裏面「除厄記念」(昭和51年7月13日・撰文齊藤譲(岩館)、書者佐々木如松(森山)、石工大湯清作(石川))。

千年杉と夫婦神木。

『明治21年5月戸数58戸と神社及び境内の古木が焼失した。特に千年杉と大銀杏は今なお惜しまれる。その千年杉は6日間燃え続け、これを見かねた村人3人が木に登り、水を吊し上げて消火に当り消し止めたと当時の日記に記されている。その焼け残り株伐採により、村人の惜しむ心が一層つのり伐根(直径3.5m)の中央に杉を新植した。第二鳥居の傍らの伐根がそれである。この伐根は、その大火で焼失した古木の根(現存)の傍らに2本寄り添って自生した夫婦杉とも称されていたものである。平成3年9月28日の超大型台風19号の被害で境内は惨たんたる光景でしたが崇拝する地域住民の総力により社殿、境内ともに復興した。この夫婦杉他被害を免れた樹々は、今後の危険防止のために村民に惜しまれながらも平成4年、樹齢百数年にして伐採を余儀なくされた。明治21年の大火焼失の根元に2世の夫婦杉が自生し、今この伐根の傍らに3世が自生している。
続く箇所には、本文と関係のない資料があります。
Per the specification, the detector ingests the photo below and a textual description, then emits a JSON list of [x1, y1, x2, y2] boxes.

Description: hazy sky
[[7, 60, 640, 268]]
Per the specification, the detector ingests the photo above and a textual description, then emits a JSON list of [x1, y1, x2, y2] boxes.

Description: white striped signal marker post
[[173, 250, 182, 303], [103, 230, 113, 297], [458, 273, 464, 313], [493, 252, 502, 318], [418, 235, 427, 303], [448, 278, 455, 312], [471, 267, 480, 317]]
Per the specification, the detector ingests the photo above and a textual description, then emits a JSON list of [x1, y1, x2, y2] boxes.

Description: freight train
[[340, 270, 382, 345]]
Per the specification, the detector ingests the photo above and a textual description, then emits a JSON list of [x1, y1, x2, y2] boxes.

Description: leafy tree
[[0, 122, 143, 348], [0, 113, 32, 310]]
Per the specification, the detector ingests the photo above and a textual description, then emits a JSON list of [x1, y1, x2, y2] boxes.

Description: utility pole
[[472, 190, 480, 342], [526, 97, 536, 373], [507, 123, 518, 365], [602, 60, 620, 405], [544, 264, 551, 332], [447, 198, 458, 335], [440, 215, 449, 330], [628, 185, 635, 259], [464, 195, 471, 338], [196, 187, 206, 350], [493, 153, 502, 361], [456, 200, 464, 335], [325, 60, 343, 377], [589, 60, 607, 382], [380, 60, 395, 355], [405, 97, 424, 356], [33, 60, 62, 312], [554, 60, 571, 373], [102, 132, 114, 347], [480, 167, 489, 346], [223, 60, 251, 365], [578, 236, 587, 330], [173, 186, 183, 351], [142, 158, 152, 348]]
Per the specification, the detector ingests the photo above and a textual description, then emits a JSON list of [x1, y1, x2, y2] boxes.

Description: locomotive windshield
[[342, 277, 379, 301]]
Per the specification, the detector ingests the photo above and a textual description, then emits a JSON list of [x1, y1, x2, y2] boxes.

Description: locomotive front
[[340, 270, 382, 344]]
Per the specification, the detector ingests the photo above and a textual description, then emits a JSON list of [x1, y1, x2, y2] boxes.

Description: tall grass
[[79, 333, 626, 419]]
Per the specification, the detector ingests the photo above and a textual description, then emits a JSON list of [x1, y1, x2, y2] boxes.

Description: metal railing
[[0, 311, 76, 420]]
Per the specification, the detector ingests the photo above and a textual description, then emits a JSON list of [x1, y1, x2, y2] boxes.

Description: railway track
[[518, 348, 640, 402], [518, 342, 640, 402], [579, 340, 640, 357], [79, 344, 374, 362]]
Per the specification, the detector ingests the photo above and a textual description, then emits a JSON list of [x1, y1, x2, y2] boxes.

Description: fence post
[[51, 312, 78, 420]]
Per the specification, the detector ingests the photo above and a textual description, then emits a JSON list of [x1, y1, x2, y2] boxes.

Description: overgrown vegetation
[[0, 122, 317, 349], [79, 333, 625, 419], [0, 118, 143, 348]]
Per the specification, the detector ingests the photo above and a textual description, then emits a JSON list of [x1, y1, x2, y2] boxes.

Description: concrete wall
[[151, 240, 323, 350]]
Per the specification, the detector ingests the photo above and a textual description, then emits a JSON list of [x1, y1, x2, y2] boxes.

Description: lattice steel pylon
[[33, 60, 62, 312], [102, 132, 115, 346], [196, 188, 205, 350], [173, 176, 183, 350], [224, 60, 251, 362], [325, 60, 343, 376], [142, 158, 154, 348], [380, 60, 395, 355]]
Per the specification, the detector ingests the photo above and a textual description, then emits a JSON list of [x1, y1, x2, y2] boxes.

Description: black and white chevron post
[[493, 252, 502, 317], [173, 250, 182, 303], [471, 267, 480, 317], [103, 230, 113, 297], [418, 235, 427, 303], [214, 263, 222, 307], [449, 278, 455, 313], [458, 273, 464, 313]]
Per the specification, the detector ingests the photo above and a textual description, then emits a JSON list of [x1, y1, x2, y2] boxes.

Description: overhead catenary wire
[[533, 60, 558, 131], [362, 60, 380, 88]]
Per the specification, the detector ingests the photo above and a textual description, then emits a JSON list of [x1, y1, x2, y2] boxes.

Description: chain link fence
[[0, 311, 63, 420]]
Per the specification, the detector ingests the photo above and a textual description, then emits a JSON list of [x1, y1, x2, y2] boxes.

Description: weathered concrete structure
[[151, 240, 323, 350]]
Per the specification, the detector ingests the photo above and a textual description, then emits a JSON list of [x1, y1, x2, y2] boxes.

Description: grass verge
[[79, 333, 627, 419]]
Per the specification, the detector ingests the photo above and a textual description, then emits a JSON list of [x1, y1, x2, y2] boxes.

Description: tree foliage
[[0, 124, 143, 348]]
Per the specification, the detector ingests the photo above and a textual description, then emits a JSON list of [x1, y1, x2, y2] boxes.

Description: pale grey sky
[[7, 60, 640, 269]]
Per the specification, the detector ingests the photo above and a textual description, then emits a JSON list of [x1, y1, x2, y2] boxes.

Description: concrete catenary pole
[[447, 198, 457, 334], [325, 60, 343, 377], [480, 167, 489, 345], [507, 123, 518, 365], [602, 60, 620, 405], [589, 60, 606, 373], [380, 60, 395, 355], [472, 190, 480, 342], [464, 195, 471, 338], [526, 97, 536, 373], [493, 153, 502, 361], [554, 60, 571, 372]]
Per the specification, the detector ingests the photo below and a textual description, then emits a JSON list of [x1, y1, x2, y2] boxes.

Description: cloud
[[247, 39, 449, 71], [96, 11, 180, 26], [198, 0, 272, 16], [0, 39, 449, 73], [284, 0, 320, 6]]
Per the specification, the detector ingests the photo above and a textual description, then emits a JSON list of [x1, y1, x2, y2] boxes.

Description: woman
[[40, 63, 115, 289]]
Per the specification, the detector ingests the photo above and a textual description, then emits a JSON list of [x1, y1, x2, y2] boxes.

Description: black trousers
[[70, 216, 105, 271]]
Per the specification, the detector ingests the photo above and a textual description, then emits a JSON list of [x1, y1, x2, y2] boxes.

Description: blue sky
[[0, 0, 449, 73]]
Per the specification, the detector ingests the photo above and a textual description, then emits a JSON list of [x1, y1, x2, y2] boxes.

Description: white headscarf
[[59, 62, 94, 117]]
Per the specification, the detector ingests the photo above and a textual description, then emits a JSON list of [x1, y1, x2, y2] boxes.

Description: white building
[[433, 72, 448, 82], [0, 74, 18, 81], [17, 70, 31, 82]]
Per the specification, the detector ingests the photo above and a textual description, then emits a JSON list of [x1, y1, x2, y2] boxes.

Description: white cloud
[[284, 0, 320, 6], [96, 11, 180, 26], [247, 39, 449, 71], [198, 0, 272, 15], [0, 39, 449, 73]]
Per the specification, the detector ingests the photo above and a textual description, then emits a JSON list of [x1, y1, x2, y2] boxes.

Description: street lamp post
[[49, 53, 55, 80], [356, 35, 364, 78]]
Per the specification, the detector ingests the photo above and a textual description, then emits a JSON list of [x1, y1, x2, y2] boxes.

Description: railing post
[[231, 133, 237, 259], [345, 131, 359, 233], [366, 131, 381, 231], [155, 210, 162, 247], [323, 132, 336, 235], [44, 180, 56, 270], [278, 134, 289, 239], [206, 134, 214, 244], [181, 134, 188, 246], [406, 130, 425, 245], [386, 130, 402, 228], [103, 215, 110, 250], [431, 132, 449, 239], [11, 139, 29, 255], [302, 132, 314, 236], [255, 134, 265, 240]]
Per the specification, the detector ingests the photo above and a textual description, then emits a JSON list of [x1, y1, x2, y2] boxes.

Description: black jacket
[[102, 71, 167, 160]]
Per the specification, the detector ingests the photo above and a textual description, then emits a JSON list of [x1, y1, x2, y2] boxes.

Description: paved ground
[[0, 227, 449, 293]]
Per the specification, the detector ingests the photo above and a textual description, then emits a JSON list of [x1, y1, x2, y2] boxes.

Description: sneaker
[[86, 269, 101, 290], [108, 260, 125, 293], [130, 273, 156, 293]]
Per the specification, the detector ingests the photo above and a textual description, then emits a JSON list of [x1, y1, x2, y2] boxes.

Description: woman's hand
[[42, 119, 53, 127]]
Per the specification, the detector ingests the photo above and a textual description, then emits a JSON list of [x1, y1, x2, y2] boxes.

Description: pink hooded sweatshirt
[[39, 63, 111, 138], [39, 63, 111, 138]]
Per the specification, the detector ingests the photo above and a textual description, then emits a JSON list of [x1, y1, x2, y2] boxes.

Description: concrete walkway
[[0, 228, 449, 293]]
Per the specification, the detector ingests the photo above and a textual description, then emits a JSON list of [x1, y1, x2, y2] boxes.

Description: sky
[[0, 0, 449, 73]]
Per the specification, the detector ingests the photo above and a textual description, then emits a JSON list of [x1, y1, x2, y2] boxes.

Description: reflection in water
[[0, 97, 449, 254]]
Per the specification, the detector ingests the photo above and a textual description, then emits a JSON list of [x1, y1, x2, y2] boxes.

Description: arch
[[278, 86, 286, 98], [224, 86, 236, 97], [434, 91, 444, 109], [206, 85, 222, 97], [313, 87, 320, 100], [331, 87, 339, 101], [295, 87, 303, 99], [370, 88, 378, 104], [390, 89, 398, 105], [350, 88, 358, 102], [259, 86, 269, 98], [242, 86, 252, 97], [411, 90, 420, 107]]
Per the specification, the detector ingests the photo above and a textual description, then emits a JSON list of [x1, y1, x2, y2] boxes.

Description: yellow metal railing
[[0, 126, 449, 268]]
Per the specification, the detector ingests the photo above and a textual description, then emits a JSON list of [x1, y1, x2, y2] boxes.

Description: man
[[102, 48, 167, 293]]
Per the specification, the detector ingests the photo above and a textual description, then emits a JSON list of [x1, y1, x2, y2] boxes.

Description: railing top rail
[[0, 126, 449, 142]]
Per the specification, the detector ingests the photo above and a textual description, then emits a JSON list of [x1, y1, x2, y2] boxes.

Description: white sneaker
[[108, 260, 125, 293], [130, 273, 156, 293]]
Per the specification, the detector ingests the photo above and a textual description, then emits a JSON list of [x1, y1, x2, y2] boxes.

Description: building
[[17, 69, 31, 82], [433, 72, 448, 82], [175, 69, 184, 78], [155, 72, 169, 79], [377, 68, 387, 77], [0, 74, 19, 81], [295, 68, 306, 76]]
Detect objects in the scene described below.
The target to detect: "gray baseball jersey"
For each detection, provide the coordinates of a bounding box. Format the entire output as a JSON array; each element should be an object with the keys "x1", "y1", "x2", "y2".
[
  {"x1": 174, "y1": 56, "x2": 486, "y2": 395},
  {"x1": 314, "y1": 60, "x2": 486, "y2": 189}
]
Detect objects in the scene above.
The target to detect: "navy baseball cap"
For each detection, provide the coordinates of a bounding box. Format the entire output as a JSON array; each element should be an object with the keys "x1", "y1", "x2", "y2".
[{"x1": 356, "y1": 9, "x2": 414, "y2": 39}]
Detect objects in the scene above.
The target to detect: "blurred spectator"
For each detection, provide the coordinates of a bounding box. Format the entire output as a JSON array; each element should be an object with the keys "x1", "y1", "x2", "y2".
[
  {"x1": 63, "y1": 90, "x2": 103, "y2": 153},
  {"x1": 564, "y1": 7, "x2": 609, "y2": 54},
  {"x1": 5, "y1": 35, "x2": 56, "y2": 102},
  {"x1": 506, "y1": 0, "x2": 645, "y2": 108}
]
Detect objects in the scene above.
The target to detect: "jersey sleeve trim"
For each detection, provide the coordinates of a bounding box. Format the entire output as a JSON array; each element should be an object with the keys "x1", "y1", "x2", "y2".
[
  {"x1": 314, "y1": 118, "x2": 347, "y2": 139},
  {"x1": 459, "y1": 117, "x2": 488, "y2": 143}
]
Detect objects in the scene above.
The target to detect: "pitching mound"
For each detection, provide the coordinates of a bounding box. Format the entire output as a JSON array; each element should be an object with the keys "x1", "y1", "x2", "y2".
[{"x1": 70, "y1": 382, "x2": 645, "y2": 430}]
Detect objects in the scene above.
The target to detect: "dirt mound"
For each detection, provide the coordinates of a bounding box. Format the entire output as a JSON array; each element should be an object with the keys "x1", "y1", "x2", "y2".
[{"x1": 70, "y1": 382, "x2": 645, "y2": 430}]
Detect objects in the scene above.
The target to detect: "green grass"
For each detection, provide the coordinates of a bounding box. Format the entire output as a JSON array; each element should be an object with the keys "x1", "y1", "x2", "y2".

大自然の摂理に感動してここに掲示して長く保存する。平成6年9月吉日広船神社修復委員会』

末社。
末社付近の石灯籠。
石灯籠紀年銘は大正10年旧7月13日。
滝。
社務所と御神木。
手水舎。
名水「観音清水」を引き込んだもので昭和61年に青森県認定「私たちの名水」に選定されています。

歌碑「廣舩の西におろかむ岩木山いまはお堀の亀甲の宅 石山ふみ謹みて」。松堂88才時の筆。石山ふみさんは広船神社社司の奥様で、昭和40年頃広船を離村して弘前に移住する際、記念に建立したもの。
農魂「開畑パイロット・農業構造改善記念」碑。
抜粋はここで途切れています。